As stated above: "Products labeled as “green” or “natural” did not emit significantly fewer VOCs than other products."
posted by nickyskye at 9:01 AM on March 5, 2012 [1 favorite]


I like posts like this, as vindication. I've bitched about air freshener for decades. But the beginning for me was my mother's hair spray. From that, I learned to be sensitive to aerosols and also aromatics. But eventually I understood, it wasn't the scents, it is the chemicals that carry that scent, that bother me. (where 'bother' {avoidance, coughing, weazing, choking, vomiting...})

I've been puzzled for years why it wasn't part of the general mix of stuff others bitch about.
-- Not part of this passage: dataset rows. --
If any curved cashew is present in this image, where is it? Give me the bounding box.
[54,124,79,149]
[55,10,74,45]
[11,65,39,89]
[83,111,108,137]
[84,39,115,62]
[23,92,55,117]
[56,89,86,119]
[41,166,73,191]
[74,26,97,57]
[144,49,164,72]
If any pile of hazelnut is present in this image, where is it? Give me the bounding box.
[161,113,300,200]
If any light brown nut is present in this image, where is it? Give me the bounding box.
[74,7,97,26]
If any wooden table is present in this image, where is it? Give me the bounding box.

Not even amongst the natural food coop crowd. Nasty evil poison is what it is!
posted by Goofyy at 9:37 AM on March 5, 2012 [2 favorites]


I make a room spray; 1 oz perfumer's alcohol mixed with about 10 drops of essential oil, then add about 4 oz distilled water. Put in spritzer bottle. Shake before spritzing. Voila, pretty smells, aromatherapy, no VOC. Easy-peasy.

That's probably harmless, but you should realize that essential oils are VOCs. A VOC is just any organic compound that boils under 250° Celsius.
posted by Salvor Hardin at 1:04 PM on March 5, 2012 [2 favorites]


As stated above: "Products labeled as “green” or “natural” did not emit significantly fewer VOCs than other products."
It isn't often that the two contradictory meanings of the word "organic" collide, but here it is.

I'm not even going to start on the term "essential oil". *Shudder*.
posted by b1tr0t at 3:38 PM on March 5, 2012


As in organic dry cleaning.

Conventional dry cleaning uses organic compounds, such as perc, hence it is just as organic as the self-styled organic cleaners.